Carr proceeded to launch a high fade down the left side of the 16th fairway, then halved the hole with a par. At the par-5 17th, where a number of matches have been decided this week, he hit another mammoth tee shot down the left side that left him with a prime opportunity to reach the green in two. Price, who found the rough from the tee, had to lay up and found the rough again. Carr ripped a hybrid that came up two paces short of the green, where he cozied up his eagle putt to five feet and he went on to win the hole, and the match, with a conceded birdie.

"To hit that hybrid into 17, and then the touch on that putt, it’s going to help me sleep a little better tonight," Carr said.

“It’s awesome," Wilcox said of advancing to the semifinals. "I’ve known Ben for four years now, since he was 18 and he just graduated high school. During COVID we were playing golf like five times a week, became really good friends then. We were good friends from the first time I played with him, I just happened to move to his hometown, Columbus, Georgia." 

It helped, too, that Wilcox was planning to be in the New York Metropolitan area this month anyway for a Rage Against the Machine concert at Madison Square Garden ("Unbelievable, my neck's recovered now. Two days ago it was a little stiff," he says). Given the results so far, though, this duo might want to make this more than a one-time thing. 

"He's incredible," Wilcox said. "At the start, we were just like, oh man, it’d be so cool to get to match play, because this only his third USGA event. We were just, like, match play would be dope. To make the semis, four people left, pretty sick. But he’s ranked 70th in the world, so he’s no slouch."

He's certainly not. Last July, Carr won his second Southeastern Amateur in his hometown, setting a tournament scoring record with a 21-under-par total over 54 holes. In his fourth season at Georgia Southern, he placed inside the top eight in nine of the 12 events he played in. 

Now, he has a chance at the biggest win of his life, though just getting this far is an incredible accomplishment on its own. Carr, your typically extremely polite Southern kid, isn't worried about all that, though. It's just him and Willy vs. Ridgewood. 

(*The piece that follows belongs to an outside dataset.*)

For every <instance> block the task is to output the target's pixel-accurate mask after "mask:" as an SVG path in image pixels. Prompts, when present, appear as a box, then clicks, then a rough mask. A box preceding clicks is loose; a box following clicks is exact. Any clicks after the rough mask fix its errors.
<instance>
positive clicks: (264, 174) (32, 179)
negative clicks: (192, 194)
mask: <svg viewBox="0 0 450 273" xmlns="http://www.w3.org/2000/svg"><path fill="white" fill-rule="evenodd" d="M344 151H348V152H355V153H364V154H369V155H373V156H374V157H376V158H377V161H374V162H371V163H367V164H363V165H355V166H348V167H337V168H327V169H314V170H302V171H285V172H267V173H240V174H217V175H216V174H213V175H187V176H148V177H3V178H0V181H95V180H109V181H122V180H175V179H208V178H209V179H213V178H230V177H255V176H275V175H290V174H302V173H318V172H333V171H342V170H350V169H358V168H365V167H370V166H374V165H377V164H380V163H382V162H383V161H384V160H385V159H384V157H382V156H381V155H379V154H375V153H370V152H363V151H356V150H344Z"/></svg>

"We just had so much fun out there," Carr said. "Two guys from Alabama and Georgia, just up here in New Jersey, almost like a foreign country, just having a good time on the golf course." 

Wilcox is plenty excited, too, especially with the fact he can just sit back, watch, carry the bag and impart any other knowledge he's banked from a life of grinding on the golf course. 

"No, no, no," Wilcox said when asked if he wishes he was hitting the shots. "I’m really happy to be watching him flush, because he’s hitting it so good and then he makes putts when it matters. It’s just been one of those special weeks."